Black History Month Entrepreneurs: Reginald Lewis (1942-1993)
- Put in the hours. Working hard is a habit, practice it
- Recognize your obstacles and work around or through them
- Don’t just be frustrated, do something. Don’t just try again, try bigger
Reginald Lewis died on January 19th, 1993, age 50. He was then the only black businessman on the Forbes 400 list with a net worth of $400M. He was also the first black person to have a major facility at Harvard named in his honor. He was the first black man to found a business worth more than a billion dollars—TLC Group (The Lewis Company)—a leveraged buyout firm whose holdings included Beatrice Foods International which had $1.7B in sales in 1993.
TLC was founded in 1984 to acquire McCall Pattern company for $22.5M. To do this, Lewis borrowed $20M in McCall’s name, sold a stake to the management of the company and put in $1M borrowed in his name. In an era, when barbarians seemed to stalk every gate, Lewis had played the leverage buyout game perfectly. After three and a half years, Lewis sold McCall for $65M in cash keeping about $8M in McCall real estate and a sizable dividend. All told, Lewis ended up with assets valued 90 times that of the money he had borrowed.
Two months after selling McCall, Lewis would pay $965M for a controlling stake in Beatrice International, a global food conglomerate made up of 64 companies operating in 31 countries (mostly Europe and North America). This time, rather than having to scrimp and scrape the money together, Lewis was able to rely on Drexel Burnham Lambert to finance the bid. Beatrice International had $2.5B in sales. The next largest black-owned business, Johnson publications, registered just $173M. Lewis’ investment of $1M in borrowed money had been transformed into ownership of a company with 2500 times the sales. In six short years, Lewis would sell $900M in assets and retire $600M of debt (well in excess of the roughly $500M he needed to finance the original purchase) as he prepared to make yet another acquisition.

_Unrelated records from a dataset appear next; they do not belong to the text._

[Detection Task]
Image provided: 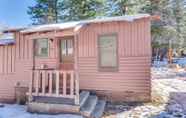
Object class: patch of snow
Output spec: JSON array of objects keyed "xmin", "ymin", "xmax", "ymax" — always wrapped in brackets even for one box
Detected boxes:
[
  {"xmin": 0, "ymin": 104, "xmax": 83, "ymax": 118},
  {"xmin": 105, "ymin": 67, "xmax": 186, "ymax": 118},
  {"xmin": 21, "ymin": 14, "xmax": 150, "ymax": 33}
]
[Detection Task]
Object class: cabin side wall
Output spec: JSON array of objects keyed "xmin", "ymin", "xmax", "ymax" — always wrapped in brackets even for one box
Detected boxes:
[
  {"xmin": 78, "ymin": 19, "xmax": 151, "ymax": 101},
  {"xmin": 0, "ymin": 30, "xmax": 72, "ymax": 102},
  {"xmin": 0, "ymin": 32, "xmax": 32, "ymax": 102}
]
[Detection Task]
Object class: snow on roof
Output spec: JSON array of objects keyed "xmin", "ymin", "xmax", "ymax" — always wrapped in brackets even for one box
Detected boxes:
[
  {"xmin": 21, "ymin": 14, "xmax": 150, "ymax": 33},
  {"xmin": 0, "ymin": 33, "xmax": 15, "ymax": 46}
]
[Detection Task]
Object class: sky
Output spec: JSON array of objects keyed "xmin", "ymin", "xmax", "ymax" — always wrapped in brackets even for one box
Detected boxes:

An Overnight Success, 40 years in the Making
Lewis’ success did not come overnight and was certainly not due to luck. He grew up in a semi-tough part of East Baltimore. While in high school, he once called on an uncle to protect him from after a man who was waiting for him with a pistol. He started by trading paper routes with other kids in the neighborhood. He was a three-sport athlete at Washington D.C.’s famed Dunbar High School while putting in 4 hour days at a local pharmacy. Lewis worked hard. At Virginia State, he rode the bench as the third-string quarterback and eventually lost his scholarship (in part due to injury). He covered this loss by working the night shift (1am – 8am) at a bowling alley. He later traded up to a commission sales job with a photographic company.

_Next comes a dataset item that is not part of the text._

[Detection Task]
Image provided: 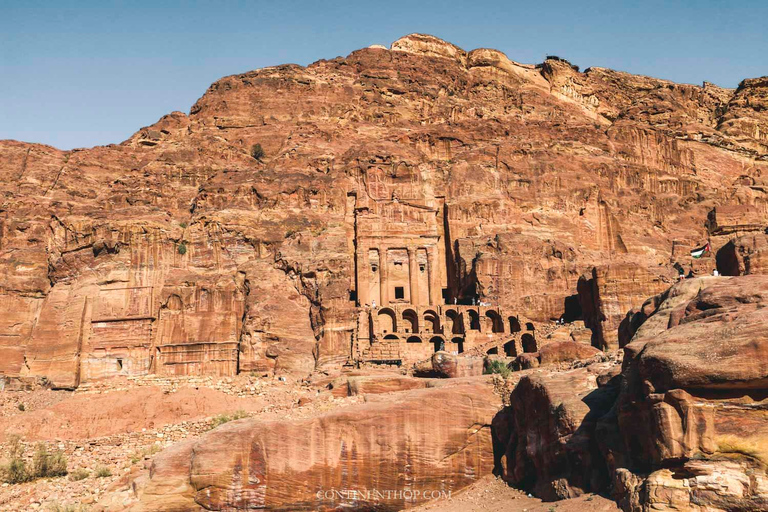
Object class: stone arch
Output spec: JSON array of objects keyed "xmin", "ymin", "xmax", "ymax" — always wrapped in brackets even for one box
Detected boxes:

Through sheer repetition and practice he went from failing math his freshman & sophomore years to a D in his junior year. By his final semester, he would receive As and Bs for all his academic courses. This upward trajectory gave him an opportunity to attend a summer program at Harvard Law. He turned his summer school into a regular session spot by arguing that his standing as the top summer student should be the basis for admission. Lewis, used what he had to get more.
After years of frustration at having to prove himself again and again, he decided to move from being a lawyer helping put deals together to being a dealmaker himself. His first tried in 1975 and endured years of failure on small deals before bidding for McCall in 1983. This time, he implied that he was representing investors trying to buy the company, secure in the knowledge that it would be assumed that the lead investor was white. This time, in his most ambitious effort yet, he was successful. Lewis did not let failure discourage him or trim his ambitions. Failure and frustration were merely prompts to find alternative means—the very definition of entrepreneurial resilience.
Lewis’ posthumously published autobiography is entitled Why Should the White Guys Have All the Fun
In honor of Black History Month, our regular Tuesday and Friday posts will highlight black entrepreneurs who have displayed exemplary success and resilience.